TAHIR AMIN

ISLAMABAD: Pakistan’s GDP growth is estimated to rise to 5.8 percent in fiscal year 2017-18, before moderating to 5 percent in fiscal year 2018-19, reflecting tighter policies to improve macroeconomic stability, says the World Bank (WB).

The WB report titled “global economic prospects, the turning of the tide”, maintains that Pakistan’s GDP growth rose in fiscal year 2017-18 was supported by infrastructure projects funded by the China Pakistan Economic Corridor (CPEC), improvements in energy supply, and persistent private consumption growth.

A further deterioration in fiscal balances, a continued buildup of debt, and widening current account deficits in Pakistan present significant vulnerabilities to a tightening of domestic or external financing conditions, says the report.
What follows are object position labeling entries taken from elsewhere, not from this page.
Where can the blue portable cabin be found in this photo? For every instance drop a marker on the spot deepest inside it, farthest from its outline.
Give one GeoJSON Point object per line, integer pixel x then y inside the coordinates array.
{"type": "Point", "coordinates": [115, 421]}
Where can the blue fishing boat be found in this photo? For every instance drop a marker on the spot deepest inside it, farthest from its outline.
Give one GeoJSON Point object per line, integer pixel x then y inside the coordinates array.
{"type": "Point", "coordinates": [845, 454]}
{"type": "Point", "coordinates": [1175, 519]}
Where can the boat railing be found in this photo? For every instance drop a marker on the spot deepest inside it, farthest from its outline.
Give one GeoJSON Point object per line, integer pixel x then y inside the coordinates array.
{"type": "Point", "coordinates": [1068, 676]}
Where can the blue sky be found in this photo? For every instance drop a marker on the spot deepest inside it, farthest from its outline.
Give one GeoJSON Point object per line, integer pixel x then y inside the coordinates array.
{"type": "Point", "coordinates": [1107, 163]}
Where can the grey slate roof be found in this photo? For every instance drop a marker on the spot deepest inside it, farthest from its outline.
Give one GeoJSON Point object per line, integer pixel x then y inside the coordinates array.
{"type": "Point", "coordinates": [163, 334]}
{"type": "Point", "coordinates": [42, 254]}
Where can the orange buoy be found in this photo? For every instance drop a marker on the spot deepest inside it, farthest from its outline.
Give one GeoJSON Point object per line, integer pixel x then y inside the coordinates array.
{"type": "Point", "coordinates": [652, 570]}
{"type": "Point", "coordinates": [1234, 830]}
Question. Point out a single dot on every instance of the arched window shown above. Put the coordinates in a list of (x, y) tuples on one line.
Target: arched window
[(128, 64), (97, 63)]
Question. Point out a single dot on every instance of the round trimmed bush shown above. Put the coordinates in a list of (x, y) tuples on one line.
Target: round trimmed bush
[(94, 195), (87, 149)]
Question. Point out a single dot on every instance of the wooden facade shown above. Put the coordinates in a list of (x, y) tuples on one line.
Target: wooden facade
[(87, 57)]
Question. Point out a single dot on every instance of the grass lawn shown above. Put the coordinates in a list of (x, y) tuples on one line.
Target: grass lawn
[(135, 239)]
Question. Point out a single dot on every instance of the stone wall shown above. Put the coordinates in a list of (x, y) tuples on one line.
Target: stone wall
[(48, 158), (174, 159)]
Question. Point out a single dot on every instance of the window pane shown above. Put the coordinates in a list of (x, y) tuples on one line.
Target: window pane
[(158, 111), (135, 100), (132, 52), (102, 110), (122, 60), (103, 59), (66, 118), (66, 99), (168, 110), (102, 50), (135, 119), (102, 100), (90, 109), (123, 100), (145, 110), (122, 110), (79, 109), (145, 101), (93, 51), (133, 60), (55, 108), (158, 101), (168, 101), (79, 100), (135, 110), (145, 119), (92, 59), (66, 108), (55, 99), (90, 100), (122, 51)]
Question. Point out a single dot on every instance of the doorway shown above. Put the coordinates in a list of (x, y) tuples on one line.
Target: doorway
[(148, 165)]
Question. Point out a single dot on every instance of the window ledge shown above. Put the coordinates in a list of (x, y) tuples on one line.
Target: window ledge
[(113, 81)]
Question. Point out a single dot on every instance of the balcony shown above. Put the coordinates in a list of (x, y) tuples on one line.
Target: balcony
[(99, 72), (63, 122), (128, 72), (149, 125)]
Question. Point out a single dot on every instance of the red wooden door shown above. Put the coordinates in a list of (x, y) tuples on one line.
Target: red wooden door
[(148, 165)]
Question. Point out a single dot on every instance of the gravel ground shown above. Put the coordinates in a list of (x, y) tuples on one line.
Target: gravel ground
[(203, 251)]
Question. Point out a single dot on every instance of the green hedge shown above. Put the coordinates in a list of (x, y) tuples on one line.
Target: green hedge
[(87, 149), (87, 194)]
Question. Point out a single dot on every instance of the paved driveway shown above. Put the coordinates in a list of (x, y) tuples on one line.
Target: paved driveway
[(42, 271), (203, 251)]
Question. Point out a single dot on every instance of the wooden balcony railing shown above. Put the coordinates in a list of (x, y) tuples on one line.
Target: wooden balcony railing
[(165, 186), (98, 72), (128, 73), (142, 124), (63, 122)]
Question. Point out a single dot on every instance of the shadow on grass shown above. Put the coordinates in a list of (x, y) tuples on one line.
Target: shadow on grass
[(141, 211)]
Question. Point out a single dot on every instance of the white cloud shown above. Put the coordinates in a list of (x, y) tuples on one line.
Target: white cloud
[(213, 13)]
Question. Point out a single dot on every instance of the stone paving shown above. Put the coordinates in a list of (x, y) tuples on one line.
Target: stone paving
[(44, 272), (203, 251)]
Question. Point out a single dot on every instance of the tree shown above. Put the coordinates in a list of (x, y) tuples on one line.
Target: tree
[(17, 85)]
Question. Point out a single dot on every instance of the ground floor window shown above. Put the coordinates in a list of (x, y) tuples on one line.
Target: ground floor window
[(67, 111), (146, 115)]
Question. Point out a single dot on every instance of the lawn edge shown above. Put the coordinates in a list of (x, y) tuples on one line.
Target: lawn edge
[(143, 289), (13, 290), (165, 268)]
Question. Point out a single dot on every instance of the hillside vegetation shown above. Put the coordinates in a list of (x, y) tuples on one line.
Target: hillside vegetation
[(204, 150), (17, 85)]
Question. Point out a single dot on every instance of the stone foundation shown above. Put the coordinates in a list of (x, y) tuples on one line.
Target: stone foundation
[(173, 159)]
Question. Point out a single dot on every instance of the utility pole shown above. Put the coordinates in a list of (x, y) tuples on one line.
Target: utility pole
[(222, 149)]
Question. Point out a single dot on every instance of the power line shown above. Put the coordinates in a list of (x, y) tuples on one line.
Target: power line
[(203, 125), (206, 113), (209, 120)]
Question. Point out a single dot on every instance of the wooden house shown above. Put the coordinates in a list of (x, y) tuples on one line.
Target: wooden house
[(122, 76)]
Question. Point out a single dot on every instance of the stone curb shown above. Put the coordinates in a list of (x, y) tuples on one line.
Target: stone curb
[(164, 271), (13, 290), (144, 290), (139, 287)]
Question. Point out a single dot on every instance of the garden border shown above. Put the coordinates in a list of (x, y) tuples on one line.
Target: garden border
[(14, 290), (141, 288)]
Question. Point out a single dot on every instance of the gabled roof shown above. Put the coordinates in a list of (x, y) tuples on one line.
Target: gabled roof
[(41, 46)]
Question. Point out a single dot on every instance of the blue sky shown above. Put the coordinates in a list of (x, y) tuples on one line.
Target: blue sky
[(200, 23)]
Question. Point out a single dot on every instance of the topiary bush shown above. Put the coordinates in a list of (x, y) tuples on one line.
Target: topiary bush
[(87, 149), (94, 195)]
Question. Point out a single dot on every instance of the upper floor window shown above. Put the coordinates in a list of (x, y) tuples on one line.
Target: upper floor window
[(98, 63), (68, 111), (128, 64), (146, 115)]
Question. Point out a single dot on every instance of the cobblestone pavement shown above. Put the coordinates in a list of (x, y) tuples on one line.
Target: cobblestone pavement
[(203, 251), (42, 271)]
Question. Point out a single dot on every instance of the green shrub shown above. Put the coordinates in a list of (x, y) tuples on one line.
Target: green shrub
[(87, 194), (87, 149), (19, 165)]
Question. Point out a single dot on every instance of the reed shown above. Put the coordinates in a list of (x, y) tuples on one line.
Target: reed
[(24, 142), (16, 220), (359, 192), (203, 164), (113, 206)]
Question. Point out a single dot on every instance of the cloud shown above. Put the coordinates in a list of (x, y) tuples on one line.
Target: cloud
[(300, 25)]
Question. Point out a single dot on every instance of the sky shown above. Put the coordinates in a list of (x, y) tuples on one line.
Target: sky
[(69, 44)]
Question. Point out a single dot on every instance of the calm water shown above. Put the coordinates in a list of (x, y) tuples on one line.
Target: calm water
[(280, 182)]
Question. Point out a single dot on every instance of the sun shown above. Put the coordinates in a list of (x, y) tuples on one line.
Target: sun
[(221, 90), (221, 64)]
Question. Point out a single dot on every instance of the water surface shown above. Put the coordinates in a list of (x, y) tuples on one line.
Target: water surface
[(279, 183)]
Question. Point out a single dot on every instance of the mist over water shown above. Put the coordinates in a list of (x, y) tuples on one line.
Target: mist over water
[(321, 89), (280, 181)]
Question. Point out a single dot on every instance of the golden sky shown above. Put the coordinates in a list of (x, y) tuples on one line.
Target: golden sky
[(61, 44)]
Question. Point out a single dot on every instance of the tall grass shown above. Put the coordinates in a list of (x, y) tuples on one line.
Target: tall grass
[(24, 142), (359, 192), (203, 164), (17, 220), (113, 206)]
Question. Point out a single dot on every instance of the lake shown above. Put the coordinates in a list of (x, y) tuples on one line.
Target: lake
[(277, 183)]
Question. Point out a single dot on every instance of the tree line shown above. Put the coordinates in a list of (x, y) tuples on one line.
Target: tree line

An increase in political uncertainty (e.g., Afghanistan, Bangladesh, Pakistan, and Sri Lanka) and further deterioration in the security environment in some countries (e.g., Afghanistan) might dampen confidence and set back growth, the report further maintains.

With price and wage pressures rising, and amid markedly higher oil prices, several large commodity importers have begun to tighten policies (e.g., Georgia, Pakistan, the Philippines, Romania, and Turkey).

Import growth is accelerating amid strengthening domestic demand, while higher energy prices are also contributing to a further deterioration of trade and current account balances (e.g., India, Nepal, and Pakistan).

Monetary policy in the region has remained broadly accommodative and supported fast credit growth (e.g., Bangladesh, Pakistan); however, the State Bank of Pakistan recently hiked its policy rate to reduce growing external pressures.

The report further maintained that growth in the South Asia region is projected to accelerate to 6.9 percent in 2018, mainly reflecting strengthening domestic demand in India as temporary policy-driven disruptions fade.